By Monday morning, the pet-friendly shelter was housing 75 people and 114 animals, including 75 dogs, 28 cats and several birds and rabbits. A sign posted outside warned that no livestock, reptiles or vicious dogs would be accepted. During Hurricane Irma in 2017, someone tried to come in with a chicken, said Yleana Arias, one of the shelter’s managers.
Randye Carol Pollack, 68, of Boynton Beach, Fla., brought her parakeet, Sweet Pea, and spent the night in a hard plastic chair by his cage, “to keep him company.”
“I didn’t sleep at all,” she said. She covered the cage with two blankets to keep him warm and said she was grateful for a place that would take them both.
Ms. Pollack planned to pass the time with a transistor radio and a magazine. Ms. Cromartie brought her knitting, crochet and her Bible.
Ms. Cromartie said she would pray for the Bahamas.
“God is very good,” she said. “He’ll see us through.”
A Florida utility company has assembled its largest response team ever.
Mr.
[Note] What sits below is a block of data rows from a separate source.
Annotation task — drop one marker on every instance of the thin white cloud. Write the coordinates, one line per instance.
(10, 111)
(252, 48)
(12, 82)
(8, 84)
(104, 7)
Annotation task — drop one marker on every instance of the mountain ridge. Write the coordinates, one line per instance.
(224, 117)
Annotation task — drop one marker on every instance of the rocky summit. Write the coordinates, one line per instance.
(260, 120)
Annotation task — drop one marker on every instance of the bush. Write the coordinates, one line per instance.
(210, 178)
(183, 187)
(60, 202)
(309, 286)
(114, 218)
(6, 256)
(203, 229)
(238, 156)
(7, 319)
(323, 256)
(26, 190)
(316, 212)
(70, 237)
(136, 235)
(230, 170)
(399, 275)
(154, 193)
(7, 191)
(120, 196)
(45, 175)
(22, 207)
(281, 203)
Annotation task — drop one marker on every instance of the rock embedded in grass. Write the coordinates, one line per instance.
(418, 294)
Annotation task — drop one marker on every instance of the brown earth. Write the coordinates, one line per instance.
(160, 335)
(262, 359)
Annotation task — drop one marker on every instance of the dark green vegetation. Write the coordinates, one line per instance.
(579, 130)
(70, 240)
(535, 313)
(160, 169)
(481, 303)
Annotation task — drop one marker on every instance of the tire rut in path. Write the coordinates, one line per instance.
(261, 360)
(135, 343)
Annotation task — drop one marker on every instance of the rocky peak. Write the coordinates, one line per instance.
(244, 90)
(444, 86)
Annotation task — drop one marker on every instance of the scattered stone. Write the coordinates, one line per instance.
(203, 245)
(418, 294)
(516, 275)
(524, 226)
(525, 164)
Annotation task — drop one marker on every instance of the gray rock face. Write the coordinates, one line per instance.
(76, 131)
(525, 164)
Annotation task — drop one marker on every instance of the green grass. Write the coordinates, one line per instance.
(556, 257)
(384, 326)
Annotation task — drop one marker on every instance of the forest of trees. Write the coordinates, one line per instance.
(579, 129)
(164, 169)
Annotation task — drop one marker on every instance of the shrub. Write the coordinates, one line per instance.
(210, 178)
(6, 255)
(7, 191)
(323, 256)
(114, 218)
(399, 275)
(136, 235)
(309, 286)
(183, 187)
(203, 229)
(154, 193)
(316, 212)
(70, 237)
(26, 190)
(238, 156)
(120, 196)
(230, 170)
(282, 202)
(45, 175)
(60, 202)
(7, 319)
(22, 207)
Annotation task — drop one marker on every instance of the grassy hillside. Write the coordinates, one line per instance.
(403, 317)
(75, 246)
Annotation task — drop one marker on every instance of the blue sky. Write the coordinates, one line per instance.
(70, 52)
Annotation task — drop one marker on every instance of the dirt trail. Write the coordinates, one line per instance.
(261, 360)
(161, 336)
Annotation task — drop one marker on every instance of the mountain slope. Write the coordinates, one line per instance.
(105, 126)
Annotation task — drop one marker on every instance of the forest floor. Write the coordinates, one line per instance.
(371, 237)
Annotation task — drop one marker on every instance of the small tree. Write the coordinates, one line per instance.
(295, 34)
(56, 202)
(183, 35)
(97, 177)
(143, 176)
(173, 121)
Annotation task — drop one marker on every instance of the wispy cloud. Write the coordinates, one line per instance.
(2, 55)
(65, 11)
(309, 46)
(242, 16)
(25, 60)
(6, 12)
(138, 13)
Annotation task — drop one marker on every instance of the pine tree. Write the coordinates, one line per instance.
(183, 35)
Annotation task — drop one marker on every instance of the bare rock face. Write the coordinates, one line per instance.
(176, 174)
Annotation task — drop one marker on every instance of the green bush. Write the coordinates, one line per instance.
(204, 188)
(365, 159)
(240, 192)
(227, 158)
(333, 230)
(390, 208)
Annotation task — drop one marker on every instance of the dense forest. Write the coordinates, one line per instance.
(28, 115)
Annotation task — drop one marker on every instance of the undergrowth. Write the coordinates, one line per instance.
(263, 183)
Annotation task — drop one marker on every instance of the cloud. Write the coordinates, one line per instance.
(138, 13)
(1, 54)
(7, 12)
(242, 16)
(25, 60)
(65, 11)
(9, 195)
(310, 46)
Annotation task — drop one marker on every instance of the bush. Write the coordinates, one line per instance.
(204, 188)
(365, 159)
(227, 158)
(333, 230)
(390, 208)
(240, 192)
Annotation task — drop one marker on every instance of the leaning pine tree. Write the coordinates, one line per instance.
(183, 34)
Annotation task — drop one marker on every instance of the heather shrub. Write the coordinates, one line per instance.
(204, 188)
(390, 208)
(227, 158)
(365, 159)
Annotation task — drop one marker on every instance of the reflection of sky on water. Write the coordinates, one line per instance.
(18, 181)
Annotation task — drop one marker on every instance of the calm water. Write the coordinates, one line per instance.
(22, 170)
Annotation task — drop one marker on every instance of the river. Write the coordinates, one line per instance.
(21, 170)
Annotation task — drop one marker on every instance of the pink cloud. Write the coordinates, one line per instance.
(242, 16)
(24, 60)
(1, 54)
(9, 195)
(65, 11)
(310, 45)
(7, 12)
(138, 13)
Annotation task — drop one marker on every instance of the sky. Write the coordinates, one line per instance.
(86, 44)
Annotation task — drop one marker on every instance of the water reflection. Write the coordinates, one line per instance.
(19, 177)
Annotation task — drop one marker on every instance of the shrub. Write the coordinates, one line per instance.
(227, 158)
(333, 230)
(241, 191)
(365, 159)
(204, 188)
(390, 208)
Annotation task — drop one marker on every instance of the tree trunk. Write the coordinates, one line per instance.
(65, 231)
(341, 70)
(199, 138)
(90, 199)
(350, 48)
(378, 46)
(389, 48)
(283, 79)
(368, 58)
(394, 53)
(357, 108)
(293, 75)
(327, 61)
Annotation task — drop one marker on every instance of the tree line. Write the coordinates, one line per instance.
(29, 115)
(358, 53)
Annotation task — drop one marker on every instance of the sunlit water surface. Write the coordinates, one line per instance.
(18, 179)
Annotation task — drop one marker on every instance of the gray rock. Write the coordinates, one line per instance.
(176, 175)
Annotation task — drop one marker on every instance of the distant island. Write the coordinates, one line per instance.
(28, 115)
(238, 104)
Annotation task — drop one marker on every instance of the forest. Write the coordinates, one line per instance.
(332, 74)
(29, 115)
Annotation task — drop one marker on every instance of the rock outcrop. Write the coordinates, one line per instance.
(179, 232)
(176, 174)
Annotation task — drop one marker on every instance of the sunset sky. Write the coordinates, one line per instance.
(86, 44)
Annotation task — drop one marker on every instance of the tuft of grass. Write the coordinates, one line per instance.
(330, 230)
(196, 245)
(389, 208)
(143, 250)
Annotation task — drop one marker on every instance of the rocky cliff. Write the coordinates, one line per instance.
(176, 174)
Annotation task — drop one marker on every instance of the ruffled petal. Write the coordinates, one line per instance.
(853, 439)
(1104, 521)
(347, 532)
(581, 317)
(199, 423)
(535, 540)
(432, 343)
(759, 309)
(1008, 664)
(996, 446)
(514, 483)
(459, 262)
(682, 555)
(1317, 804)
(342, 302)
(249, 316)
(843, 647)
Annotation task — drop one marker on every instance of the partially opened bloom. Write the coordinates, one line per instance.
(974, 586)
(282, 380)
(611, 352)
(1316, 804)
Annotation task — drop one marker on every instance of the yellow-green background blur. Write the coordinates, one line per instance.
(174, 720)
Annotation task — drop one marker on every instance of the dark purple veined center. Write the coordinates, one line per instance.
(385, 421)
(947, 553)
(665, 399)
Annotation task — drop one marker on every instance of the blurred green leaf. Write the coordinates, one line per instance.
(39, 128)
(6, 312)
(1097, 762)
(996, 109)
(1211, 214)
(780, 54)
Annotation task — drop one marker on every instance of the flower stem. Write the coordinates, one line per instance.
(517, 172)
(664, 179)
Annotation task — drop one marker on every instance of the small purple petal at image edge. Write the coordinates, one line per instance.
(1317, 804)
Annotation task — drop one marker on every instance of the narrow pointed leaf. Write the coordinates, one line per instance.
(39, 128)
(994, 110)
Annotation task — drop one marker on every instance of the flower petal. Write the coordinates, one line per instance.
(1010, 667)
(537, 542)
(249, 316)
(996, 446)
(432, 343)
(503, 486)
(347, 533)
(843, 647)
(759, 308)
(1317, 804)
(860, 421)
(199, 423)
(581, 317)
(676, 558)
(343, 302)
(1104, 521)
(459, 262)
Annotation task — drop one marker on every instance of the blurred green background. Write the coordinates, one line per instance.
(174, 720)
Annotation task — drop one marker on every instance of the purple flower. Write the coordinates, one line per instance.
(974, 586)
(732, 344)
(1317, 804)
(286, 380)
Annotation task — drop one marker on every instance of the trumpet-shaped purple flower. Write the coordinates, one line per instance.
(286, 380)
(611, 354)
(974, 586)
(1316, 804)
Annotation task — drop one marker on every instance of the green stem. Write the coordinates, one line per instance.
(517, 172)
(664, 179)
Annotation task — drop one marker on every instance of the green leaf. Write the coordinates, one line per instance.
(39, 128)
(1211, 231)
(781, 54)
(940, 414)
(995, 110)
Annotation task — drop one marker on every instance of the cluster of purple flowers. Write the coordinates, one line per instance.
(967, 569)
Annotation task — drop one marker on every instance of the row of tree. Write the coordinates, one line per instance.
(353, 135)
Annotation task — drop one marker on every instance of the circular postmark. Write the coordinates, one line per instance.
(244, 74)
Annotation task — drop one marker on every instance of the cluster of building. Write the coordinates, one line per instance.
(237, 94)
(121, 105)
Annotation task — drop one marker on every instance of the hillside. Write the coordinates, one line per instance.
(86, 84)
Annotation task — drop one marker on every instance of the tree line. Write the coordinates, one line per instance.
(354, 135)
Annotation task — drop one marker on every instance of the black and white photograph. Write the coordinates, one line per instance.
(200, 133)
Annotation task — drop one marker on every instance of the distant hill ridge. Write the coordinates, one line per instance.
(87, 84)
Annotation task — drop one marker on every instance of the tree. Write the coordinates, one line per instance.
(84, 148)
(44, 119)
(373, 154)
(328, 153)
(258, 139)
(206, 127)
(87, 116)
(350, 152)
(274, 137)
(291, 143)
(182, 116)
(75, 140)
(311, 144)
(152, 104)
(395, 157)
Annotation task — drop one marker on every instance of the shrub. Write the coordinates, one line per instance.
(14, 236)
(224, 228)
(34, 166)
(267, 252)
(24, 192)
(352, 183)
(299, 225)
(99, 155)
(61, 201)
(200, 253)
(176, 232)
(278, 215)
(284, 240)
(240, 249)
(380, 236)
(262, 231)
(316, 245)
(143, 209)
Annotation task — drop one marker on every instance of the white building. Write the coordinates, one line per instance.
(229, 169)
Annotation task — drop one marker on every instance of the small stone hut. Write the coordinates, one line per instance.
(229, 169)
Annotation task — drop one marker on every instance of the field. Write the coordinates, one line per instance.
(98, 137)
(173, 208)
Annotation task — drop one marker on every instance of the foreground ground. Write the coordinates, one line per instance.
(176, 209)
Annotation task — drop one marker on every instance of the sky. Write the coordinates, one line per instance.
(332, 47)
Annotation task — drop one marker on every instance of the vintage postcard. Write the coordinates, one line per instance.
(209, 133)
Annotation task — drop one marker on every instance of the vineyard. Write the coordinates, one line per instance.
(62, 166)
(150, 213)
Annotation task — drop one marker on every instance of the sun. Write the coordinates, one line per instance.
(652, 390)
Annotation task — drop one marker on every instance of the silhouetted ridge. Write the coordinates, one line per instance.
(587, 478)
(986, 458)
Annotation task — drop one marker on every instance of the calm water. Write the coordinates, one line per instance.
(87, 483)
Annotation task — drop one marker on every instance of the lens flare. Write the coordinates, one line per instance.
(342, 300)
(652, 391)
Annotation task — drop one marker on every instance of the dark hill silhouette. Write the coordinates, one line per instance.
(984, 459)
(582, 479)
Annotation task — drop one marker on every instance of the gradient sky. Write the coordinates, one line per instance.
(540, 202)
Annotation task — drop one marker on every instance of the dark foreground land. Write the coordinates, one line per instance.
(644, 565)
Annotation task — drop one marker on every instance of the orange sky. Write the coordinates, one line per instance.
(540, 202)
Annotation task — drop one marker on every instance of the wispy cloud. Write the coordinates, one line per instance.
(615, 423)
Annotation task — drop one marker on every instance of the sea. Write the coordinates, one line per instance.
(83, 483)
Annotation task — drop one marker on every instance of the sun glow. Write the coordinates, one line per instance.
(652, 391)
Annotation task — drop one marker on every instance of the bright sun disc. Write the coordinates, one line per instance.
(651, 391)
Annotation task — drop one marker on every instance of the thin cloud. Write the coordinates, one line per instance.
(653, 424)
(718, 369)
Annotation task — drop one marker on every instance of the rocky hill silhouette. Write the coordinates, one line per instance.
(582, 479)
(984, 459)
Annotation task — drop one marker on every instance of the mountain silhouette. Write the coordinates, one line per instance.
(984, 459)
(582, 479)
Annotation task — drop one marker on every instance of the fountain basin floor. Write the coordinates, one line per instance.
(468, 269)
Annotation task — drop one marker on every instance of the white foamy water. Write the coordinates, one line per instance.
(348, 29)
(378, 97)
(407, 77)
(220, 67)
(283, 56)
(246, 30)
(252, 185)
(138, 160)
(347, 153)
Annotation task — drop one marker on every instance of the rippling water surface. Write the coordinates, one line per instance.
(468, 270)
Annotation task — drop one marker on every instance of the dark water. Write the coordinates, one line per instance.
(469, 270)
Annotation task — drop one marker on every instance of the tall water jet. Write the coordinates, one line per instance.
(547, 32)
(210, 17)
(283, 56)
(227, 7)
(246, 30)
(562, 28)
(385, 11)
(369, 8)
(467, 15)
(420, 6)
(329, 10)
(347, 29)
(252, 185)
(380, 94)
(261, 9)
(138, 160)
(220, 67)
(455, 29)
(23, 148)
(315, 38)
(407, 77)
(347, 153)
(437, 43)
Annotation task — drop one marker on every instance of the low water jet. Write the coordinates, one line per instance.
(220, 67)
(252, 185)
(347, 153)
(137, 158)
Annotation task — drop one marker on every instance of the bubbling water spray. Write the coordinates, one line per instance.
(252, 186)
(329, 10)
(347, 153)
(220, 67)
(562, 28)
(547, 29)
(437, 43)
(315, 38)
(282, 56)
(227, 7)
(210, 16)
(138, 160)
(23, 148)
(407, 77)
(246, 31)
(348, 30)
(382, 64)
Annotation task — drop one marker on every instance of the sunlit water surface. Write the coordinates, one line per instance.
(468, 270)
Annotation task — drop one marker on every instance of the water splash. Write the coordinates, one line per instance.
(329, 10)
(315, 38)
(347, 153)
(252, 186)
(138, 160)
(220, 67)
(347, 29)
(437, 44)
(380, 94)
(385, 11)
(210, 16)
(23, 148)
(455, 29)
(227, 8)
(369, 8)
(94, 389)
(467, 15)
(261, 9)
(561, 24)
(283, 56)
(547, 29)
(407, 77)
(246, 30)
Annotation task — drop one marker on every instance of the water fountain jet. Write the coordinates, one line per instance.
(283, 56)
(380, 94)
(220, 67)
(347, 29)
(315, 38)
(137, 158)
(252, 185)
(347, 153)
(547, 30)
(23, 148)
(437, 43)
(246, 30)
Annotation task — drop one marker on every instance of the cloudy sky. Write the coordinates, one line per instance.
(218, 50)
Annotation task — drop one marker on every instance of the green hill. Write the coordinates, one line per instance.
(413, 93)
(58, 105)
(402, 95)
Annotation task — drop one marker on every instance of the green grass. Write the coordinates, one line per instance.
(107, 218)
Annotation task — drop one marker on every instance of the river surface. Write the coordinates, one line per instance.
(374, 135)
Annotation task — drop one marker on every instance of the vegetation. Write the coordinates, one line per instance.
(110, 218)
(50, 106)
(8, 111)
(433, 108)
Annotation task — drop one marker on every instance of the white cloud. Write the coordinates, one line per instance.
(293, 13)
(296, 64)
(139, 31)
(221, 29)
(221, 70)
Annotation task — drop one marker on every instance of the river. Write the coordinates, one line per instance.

DeSantis, the Florida governor, has said for days that coastal residents should expect to lose power.
Florida Power and Light Co., which serves about 10 million residents, announced that it had assembled 16,000 employees and contractors and asked them to be ready to respond to outages around the state.
“We’ve assembled the largest prestorm restoration work force in company history,” Eric Silagy, the company’s chief executive and president, said in a statement.
He added that the team would “work around the clock to restore power safely and as quickly as possible.”
As of Monday morning, there were no substantial power failures in the state.